Paul Jadin, the head of the Wisconsin Economic Development Corporation (WEDC), was surprisingly agreeable when he appeared before my colleagues and me at the recent hearing of the Joint Committee on Audit.
He was surprisingly agreeable; but less than forthcoming.
Mr. Jadin never mentioned that the state’s lead economic development agency had lost track of all $69 million in loans to businesses, including $9 million where were past due or in default. He never mentioned the problem even as he answered Legislators’ questions about the failures of WEDC’s own oversight processes.
Following the lengthy hearing, a reporter received a tip about the lost delinquent loans. The next day I learned the rest of the story.
State officials failed to track 48 loans that were delinquent by more than 30 days. Another 49 loans were referred to the Department of Justice for collection. These loans totaled $9 million. This failure to track loans extended over the past 16 months. The information was first reported by Milwaukee Journal Sentinel Capitol reporter Jason Stein who attended portions of the hearing.
As I chaired the hearing, I quizzed Mr. Jadin on problems with late reports and the skipping of key process management steps like underwriting loans. Committee members engaged in a lengthy discussion about recouping payments and overseeing businesses that failed to deliver promised jobs or meet contract terms.
Mr. Jadin agreed to improve transparency, to tighten reporting, and to subject all management staff to state ethics laws. He agreed to nearly every change requested. We concluded the hearing with directions to draft legislation codifying changes agreed to by Mr. Jadin. But he failed to make any mention of the lost delinquent loans.

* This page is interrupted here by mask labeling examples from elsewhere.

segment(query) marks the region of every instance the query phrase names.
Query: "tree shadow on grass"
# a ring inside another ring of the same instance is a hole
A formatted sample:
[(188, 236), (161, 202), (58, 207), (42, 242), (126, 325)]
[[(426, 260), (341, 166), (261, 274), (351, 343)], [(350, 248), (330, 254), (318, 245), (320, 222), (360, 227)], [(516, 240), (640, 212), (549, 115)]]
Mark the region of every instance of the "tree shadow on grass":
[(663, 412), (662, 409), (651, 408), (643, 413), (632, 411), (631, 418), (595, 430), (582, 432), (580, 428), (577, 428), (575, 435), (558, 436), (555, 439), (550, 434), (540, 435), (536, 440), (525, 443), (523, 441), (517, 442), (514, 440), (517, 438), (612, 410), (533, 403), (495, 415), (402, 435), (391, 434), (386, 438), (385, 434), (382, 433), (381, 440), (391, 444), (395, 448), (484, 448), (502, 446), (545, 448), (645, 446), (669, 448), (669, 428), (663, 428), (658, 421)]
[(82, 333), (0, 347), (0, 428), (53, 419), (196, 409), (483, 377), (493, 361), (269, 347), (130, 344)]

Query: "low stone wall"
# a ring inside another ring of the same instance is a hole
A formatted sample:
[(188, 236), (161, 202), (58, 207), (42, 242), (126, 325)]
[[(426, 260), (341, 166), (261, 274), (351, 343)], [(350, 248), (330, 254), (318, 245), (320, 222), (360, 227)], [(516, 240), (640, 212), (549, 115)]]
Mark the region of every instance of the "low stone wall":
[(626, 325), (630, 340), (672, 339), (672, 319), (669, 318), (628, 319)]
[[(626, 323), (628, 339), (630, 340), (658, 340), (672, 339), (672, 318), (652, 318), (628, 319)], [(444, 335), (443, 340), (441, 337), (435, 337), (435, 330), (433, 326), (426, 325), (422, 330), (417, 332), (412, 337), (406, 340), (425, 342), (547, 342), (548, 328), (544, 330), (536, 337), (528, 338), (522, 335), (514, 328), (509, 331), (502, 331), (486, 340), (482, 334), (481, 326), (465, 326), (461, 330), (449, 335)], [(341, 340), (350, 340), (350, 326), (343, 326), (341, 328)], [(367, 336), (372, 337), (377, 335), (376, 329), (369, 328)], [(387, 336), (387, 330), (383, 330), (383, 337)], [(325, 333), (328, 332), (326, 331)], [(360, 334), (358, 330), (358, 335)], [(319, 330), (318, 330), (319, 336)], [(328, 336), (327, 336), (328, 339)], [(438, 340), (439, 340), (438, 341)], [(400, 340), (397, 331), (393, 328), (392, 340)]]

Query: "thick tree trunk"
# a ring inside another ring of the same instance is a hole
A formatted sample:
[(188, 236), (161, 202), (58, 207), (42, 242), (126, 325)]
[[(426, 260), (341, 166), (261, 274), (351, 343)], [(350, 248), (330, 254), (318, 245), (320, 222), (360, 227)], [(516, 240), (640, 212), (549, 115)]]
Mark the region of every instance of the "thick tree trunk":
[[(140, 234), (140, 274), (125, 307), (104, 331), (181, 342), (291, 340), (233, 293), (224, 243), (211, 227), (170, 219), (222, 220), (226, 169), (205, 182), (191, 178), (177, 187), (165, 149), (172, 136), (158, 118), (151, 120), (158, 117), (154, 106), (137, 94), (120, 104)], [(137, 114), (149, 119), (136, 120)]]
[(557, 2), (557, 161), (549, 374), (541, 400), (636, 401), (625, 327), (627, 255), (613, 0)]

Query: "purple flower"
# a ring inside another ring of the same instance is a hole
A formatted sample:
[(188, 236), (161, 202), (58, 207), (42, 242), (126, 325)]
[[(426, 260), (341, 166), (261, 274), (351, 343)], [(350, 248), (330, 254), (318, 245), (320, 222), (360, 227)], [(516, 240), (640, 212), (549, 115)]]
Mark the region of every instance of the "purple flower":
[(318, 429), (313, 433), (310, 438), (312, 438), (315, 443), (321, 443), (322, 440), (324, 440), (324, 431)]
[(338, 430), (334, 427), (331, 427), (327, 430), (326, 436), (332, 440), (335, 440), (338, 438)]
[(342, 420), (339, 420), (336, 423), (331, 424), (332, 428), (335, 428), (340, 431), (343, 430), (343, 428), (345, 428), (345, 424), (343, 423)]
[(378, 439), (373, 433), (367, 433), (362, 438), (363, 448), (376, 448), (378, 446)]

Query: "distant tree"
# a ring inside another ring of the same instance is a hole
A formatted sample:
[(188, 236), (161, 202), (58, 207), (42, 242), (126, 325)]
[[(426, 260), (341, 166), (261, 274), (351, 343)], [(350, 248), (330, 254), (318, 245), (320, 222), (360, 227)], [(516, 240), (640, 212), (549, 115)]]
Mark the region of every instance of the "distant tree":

In conversations with those close to WEDC, I learned the lost loans were likely ‘discovered’ in preparation for forthcoming audits: first, an independent firm recently hired by WEDC and second, the Legislative Audit Bureau.
Later, Ryan Murray, WEDC chief operating officer, told reporters Mr. Jadin didn’t discuss the issue because he wanted to notify the board first. But the board met twice in just the past few weeks. Board members could also be called at home or come into emergency session; none appeared to have happened.
Mr. Jadin had an obligation to inform the Legislature when he was asked to explain work to remedy serious problems of oversight and accountability.
Dishonesty is not only about what you say. It is about what you don’t say.
Hiding bad news is becoming a pattern for WEDC. Just a few weeks ago the Secretary of Administration apologized to Board members when, for over a year and a half, he failed to disclose a federal inquiry into the awarding of Housing and Urban Development (HUD) grants. WEDC apparently gave out more than $9 million without legal authority to do so.
The dishonesty began in the very creation of WEDC.
The Wisconsin Economic Development Corporation, despite its name, it is not a corporation. It is an arm of state government, run with taxpayer funds and revenue from loans made with taxpayer money.
Organized as an “authority”, WEDC is one of the most independent parts of state government. Despite its independence, the agency dispenses public money and is subject to Legislative oversight.
As Chair of the Audit Committee, at the conclusion of Mr. Jadin’s testimony I made very clear his obligation and our expectations.
“Because public dollars are at risk we need information at the program level of your operation to determine the effectiveness and the outcome of every program you administer,” I told Mr. Jadin.
I anticipate the Audit Bureau’s work will provide us with key information about WEDC’s structure, operations and program results. Auditors will examine the failure of ‘internal controls’ - those systems that should be in place to catch errors of omission like lost delinquent loans.
But the error of omission that concerns me the most is the lack in honesty in official testimony before the Legislature.
I expect WEDC staff and board members to cooperate fully and ensure the Audit Bureau receives any information the State Auditor needs to complete its work.